It has been raining like fury all summer. If it doesn't stop soon, the crops will be ruined. We just cannot go on like this. We are going to the church for Rogations, to pray to the good God that he will have mercy on us and let the rain stop. How many prayers it will take, I don't know and I don't care--hundreds maybe. But surely He will take pity on us. If the rain lets up now, we still have a good chance of a grand harvest. It's not just us tenants that will be praying, but the lord as well, and the abbot and all the clerics in all the villages round about. The weather affects us all.

Later, we will all follow Sir Thomas, our priest, and the clerics in a procession around the churchyard, praying and singing. Then the men and boys will go all around the fields marking them out. They won't just be praying for good crops, you can be sure. When the men get together like that it comes down to more marking their land off. There's many a lad ends up being dumped in the river or puddles along the way as well.
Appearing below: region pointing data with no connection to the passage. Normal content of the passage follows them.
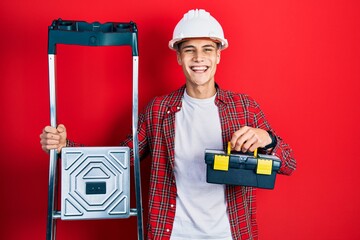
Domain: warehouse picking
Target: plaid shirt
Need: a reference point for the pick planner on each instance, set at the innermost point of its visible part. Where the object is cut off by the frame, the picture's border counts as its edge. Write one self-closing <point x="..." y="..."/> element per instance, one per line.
<point x="156" y="136"/>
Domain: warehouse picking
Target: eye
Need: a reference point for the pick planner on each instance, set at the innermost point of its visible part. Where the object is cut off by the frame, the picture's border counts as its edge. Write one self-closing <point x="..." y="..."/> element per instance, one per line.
<point x="188" y="50"/>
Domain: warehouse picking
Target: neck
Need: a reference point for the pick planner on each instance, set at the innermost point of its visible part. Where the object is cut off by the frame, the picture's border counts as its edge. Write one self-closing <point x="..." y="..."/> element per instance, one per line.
<point x="200" y="92"/>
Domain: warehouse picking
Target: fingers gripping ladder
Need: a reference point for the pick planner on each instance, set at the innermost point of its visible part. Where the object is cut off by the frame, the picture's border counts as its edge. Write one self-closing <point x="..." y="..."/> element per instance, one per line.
<point x="92" y="34"/>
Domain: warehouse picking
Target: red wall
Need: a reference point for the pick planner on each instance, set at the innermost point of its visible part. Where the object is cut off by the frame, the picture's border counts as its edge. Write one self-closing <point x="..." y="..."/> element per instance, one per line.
<point x="299" y="59"/>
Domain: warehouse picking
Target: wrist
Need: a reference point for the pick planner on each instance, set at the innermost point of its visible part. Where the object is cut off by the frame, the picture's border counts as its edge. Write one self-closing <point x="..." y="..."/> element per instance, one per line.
<point x="273" y="142"/>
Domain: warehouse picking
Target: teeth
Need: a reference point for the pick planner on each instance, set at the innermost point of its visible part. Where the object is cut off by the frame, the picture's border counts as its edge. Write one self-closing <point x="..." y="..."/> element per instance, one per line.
<point x="199" y="68"/>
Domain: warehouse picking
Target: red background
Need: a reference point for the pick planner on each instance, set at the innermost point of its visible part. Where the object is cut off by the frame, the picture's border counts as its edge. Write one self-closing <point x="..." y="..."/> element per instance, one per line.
<point x="299" y="59"/>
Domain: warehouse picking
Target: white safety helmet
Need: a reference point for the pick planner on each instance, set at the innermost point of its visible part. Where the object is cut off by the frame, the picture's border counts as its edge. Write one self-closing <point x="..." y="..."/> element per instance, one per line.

I make sure that our little home is not left out, and our family will go around our yard and the house too, to ask the Lord's blessing.

Shearing

Shearing

Like may other peasant women, Alice gained income from spinning and weaving. Our picture of her shows her using the distaff and spindle method of spinning. Matilda would learn the crafts early, beginning with picking out twigs and debris from the wool and later learning to card the wool that her mother would spin.